On my second day, the registrar was unsurprised that half her instructions had gone unenacted, but was appalled to see that no one had written up the patients' notes from the previous day (her words of wisdom, our management plan). As I am the house officer (whose job is defined as everything that is not done by anyone more senior) I apologised, and unwisely suggested I could write in yesterday's business today. This is, as they all pointed out, terribly illegal, and the SHO, looking unimpressed, began to write in the notes herself.

The day's jobs trundled by, the previous day's omissions were exposed, and certain recurrent themes began to emerge: the trip down to x-ray (you can send the request form by internal post, but they just ignore it) and being called to do bloods on the difficult patients by nurses, who all make it quite clear that I am walking on the eggshells laid down by previous junior doctors. Sucking up to nurses; filling in forms; ordering x-rays: it was bliss. I knew it was, because I knew what nightmare awaited me that evening.

Ward cover is where they give you six wards, with 120 beds, then everyone else goes home for the evening and it becomes your problem. Perhaps that's a little histrionic. Obviously in medicine your ability to obtain senior assistance is limited only by your sense of shame, and since I know no shame, I am happy to ask for help at every turn. I knew that there was an SHO covering six other wards out there, somewhere on the end of a telephone, but when you answer a bleep on ward cover it is still you alone, talking to a nurse with an ill patient.
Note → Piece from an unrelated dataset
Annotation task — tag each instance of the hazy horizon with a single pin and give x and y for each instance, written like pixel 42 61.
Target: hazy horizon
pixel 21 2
I am immediately forced to decide on a doctor's manner: do I adopt a confident yet humble air, that will inspire good faith and cooperation, and read my pocket-sized textbook of medicine whilst hiding in the toilet, or do I risk being mocked by pulling it out at the nursing station? I am delighted to find that I seem to know enough medicine to get by on the minor calls: I can tell when Ibuprofen is a good or a bad idea, I can distinguish the scary causes of nausea from the trivial ones (like hospital food), but I still can't quite bring myself to sign my own name on a drug chart without calling my SHO.

My heart only sinks when I am called to review a delirious patient in liver failure. I read the notes and find that she's been in the same appallingly ill state for the past week, which is a relief. I decide to take some bloods to see if she's getting any worse. It's three in the morning, I dig for a vein, and just as I manage to get one, the patient begins to thrash around. I try not to freak, and hold down her arm, easing the needle out, and trying to remember the golden rule for an impending blood squirt: remove the tourniquet, cover your eyes and close your mouth.